He was knocked out. “You are very courageous,” he said. “Bonne courage. Bonne chance. Formidable!” And he kept saying it. He must have said it ten times, again as I left.

Apart from that, and another encounter in another bar at about 20 kms, run by an old man who was clearly well over 80 and dear, it has been just another miserable trudge through the wet. A day in which I saw few crops (I haven’t seen a vineyard for days). A day in which I was regarded by insolent cows and ignored by arrogant horses. A day, also, in which I passed from the Dordogne departement into Charentes, and from the Aquitaine region into Poitou-Charentes. A day in which I inserted the fourth mapping card into my Satmap Active 10 navigation device, which is proving invaluable in keeping me on track.
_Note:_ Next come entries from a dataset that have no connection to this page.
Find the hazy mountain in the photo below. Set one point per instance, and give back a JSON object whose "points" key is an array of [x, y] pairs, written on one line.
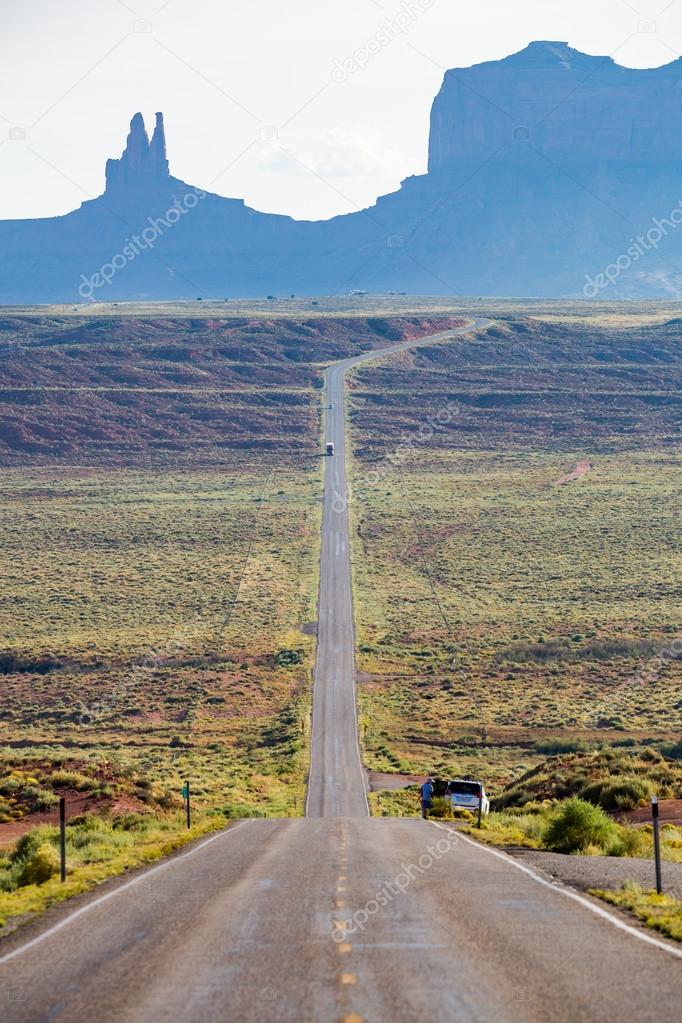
{"points": [[543, 169]]}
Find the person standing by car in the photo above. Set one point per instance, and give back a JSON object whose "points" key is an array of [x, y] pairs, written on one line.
{"points": [[426, 797]]}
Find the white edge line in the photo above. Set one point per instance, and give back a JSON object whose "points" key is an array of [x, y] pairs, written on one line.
{"points": [[169, 861], [569, 893]]}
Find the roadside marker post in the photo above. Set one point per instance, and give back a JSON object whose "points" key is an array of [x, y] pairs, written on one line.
{"points": [[656, 841], [62, 839]]}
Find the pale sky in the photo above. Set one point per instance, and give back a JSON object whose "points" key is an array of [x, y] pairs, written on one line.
{"points": [[256, 104]]}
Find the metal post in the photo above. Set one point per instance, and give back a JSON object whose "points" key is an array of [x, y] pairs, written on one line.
{"points": [[62, 838], [656, 841]]}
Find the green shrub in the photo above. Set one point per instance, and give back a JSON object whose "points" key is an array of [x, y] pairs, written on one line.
{"points": [[623, 794], [441, 807], [40, 866], [577, 825]]}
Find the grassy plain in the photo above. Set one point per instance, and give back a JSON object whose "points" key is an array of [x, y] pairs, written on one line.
{"points": [[160, 518], [162, 617], [499, 609]]}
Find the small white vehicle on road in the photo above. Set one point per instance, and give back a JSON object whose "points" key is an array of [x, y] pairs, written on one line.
{"points": [[465, 795]]}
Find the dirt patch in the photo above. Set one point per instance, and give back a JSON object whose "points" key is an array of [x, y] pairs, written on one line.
{"points": [[78, 803], [581, 469], [382, 783]]}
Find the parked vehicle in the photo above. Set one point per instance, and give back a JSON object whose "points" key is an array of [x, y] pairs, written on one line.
{"points": [[465, 795]]}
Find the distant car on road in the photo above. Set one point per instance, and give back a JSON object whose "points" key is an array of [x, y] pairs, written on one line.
{"points": [[465, 795]]}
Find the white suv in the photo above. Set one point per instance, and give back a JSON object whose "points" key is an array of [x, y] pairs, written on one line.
{"points": [[465, 795]]}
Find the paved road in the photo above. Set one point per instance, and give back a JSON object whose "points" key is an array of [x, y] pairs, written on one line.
{"points": [[336, 785], [335, 919], [279, 921]]}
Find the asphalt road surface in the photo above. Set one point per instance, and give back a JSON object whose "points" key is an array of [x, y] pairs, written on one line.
{"points": [[336, 785], [338, 917]]}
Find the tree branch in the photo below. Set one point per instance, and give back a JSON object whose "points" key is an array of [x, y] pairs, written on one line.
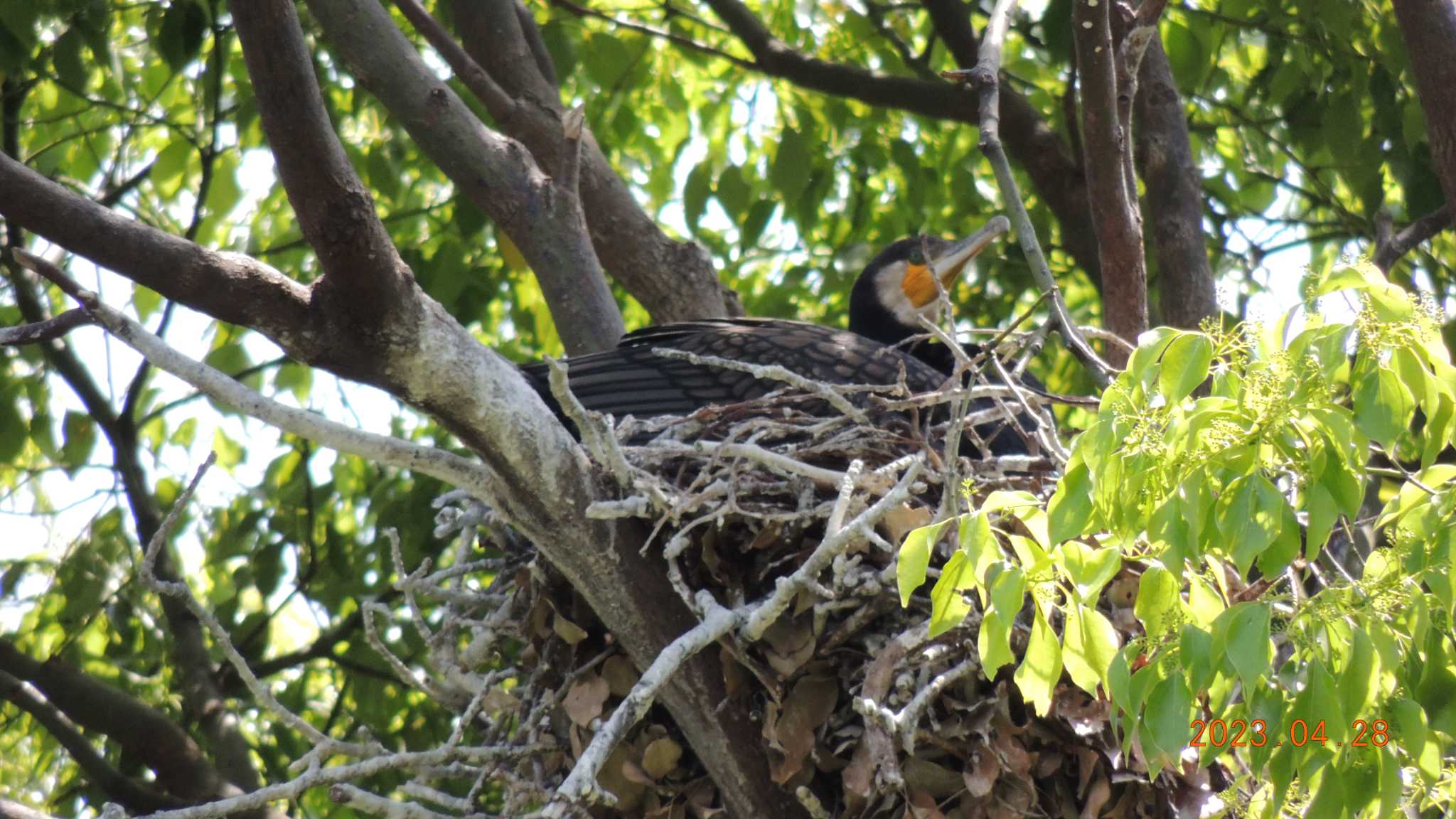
{"points": [[1186, 291], [147, 735], [1429, 28], [673, 280], [1051, 165], [1391, 248], [497, 172], [226, 286], [47, 330], [336, 210], [1107, 154]]}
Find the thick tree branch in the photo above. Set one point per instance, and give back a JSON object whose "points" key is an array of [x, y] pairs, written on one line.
{"points": [[46, 330], [16, 810], [1389, 248], [1186, 294], [673, 280], [1429, 28], [548, 488], [1051, 166], [336, 210], [497, 172], [143, 734], [1106, 149], [136, 796]]}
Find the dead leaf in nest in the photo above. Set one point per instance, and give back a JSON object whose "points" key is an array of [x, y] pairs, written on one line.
{"points": [[621, 675], [766, 537], [661, 756], [498, 700], [1082, 713], [982, 774], [586, 698], [900, 520], [791, 643], [701, 798], [734, 674], [567, 630], [811, 701], [860, 774], [1086, 766], [924, 806], [936, 780], [1098, 795], [633, 773], [1049, 763], [1015, 759], [614, 778], [724, 572], [577, 745], [537, 620]]}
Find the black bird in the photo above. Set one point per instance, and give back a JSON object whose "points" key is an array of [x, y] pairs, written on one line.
{"points": [[884, 306]]}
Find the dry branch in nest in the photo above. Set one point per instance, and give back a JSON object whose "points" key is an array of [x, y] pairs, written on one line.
{"points": [[779, 525]]}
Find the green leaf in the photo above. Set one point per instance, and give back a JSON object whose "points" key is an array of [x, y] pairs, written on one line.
{"points": [[993, 641], [1196, 655], [1242, 636], [1250, 515], [1042, 665], [1071, 509], [1157, 599], [1383, 407], [733, 191], [1091, 643], [757, 219], [915, 559], [184, 26], [66, 54], [80, 441], [979, 544], [1165, 723], [1322, 515], [1089, 567], [1184, 366], [791, 165], [171, 168], [948, 605], [229, 452]]}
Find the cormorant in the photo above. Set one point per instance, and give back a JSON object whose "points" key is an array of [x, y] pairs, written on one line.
{"points": [[884, 308]]}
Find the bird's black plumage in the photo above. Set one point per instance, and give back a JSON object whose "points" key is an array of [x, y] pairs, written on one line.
{"points": [[633, 378]]}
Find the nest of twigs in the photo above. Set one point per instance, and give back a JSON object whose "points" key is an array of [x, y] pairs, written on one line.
{"points": [[861, 713]]}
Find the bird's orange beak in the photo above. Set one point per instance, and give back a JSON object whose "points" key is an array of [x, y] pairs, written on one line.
{"points": [[918, 282]]}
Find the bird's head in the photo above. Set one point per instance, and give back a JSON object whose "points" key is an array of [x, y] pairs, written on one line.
{"points": [[899, 286]]}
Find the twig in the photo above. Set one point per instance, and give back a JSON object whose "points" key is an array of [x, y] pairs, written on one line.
{"points": [[47, 330], [1391, 248], [788, 588], [986, 79], [775, 372], [382, 449], [582, 783], [471, 73]]}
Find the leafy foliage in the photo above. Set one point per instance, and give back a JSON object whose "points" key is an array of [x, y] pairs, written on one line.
{"points": [[1222, 476], [1303, 124]]}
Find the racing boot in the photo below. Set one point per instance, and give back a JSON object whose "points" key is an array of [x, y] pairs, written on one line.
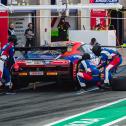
{"points": [[8, 89], [106, 86], [83, 89]]}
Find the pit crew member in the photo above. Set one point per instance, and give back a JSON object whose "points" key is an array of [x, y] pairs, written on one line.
{"points": [[88, 72], [109, 60], [7, 60]]}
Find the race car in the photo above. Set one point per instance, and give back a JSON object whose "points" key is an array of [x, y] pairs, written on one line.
{"points": [[47, 64]]}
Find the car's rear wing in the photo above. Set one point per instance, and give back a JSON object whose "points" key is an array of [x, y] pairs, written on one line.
{"points": [[63, 49]]}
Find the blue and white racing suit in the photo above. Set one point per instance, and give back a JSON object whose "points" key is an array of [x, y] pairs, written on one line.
{"points": [[88, 73], [110, 60], [7, 58]]}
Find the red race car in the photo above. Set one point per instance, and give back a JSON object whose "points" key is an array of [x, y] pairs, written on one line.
{"points": [[46, 64]]}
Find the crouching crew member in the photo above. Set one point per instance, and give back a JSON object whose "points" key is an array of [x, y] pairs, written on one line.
{"points": [[88, 72], [7, 60], [109, 60]]}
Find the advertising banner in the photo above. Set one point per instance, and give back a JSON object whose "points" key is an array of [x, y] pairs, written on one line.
{"points": [[104, 1], [98, 20], [3, 28]]}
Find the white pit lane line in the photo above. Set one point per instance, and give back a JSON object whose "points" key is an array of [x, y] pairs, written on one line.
{"points": [[106, 105]]}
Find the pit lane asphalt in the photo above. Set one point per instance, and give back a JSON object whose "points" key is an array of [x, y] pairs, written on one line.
{"points": [[49, 103]]}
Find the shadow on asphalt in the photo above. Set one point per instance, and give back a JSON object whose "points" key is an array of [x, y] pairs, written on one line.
{"points": [[48, 88]]}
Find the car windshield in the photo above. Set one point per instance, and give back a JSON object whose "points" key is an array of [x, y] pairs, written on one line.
{"points": [[38, 54]]}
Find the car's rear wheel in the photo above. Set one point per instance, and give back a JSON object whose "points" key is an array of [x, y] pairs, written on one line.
{"points": [[19, 83], [119, 83]]}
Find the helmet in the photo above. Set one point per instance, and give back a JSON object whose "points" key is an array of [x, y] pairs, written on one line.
{"points": [[13, 39], [96, 50], [86, 56]]}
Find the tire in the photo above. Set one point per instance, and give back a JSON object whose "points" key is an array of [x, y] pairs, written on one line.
{"points": [[119, 79], [119, 84]]}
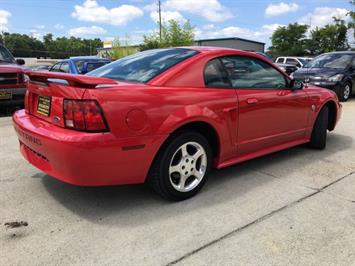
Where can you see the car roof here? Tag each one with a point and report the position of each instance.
(75, 58)
(211, 49)
(342, 52)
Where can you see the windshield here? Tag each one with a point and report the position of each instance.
(338, 61)
(144, 66)
(5, 55)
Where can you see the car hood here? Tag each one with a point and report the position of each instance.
(319, 72)
(6, 67)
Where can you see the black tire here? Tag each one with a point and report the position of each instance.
(319, 133)
(159, 177)
(345, 92)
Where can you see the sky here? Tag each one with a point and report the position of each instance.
(109, 19)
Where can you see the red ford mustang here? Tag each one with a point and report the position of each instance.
(167, 117)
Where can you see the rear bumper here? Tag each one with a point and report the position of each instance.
(85, 159)
(18, 96)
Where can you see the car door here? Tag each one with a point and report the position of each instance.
(270, 113)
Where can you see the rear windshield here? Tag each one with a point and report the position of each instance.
(337, 61)
(144, 66)
(5, 55)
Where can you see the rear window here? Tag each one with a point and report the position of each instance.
(144, 66)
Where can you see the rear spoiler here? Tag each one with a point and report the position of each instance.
(80, 81)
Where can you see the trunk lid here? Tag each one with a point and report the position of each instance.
(46, 92)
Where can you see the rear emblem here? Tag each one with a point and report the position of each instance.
(56, 118)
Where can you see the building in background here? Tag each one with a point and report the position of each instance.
(234, 42)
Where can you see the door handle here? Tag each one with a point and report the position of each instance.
(252, 101)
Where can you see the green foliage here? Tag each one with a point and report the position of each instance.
(22, 45)
(352, 15)
(173, 34)
(120, 50)
(330, 38)
(292, 41)
(289, 40)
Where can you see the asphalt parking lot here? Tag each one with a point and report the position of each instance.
(292, 207)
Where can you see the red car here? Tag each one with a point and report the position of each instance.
(167, 117)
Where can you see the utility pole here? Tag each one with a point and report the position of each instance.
(159, 10)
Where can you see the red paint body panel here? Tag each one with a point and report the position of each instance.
(140, 117)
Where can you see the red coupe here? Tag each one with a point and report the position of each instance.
(168, 116)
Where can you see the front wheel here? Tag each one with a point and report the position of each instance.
(345, 92)
(181, 166)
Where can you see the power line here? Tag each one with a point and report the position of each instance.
(159, 10)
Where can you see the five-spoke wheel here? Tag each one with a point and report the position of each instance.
(181, 166)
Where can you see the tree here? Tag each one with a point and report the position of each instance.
(352, 15)
(173, 34)
(120, 50)
(289, 40)
(331, 37)
(22, 45)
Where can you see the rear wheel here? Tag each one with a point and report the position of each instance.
(181, 166)
(319, 133)
(345, 92)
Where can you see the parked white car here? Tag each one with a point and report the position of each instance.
(292, 60)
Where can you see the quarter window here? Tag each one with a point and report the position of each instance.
(215, 75)
(248, 72)
(292, 61)
(64, 67)
(280, 60)
(55, 68)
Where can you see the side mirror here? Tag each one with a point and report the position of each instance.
(296, 84)
(20, 62)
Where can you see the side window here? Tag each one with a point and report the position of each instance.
(292, 61)
(280, 60)
(64, 67)
(55, 68)
(215, 76)
(252, 73)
We are at Roussines. I walked 29.5 kms (don’t begrudge me these half kilometres – I have to work for them), and climbed a total of 1343 metres. So far I have walked 566.5 kms and am now past a quarter of the walk, in terms of time.

1 comment:

talesfromagarden said...

You are doing great! Amazing to come across so few cafes and people in some parts of France!Good thinking about the task you are undertaking thinking about it as so many smaller walks, as they say in W.Watchers, the longest journey starts with the smallest step!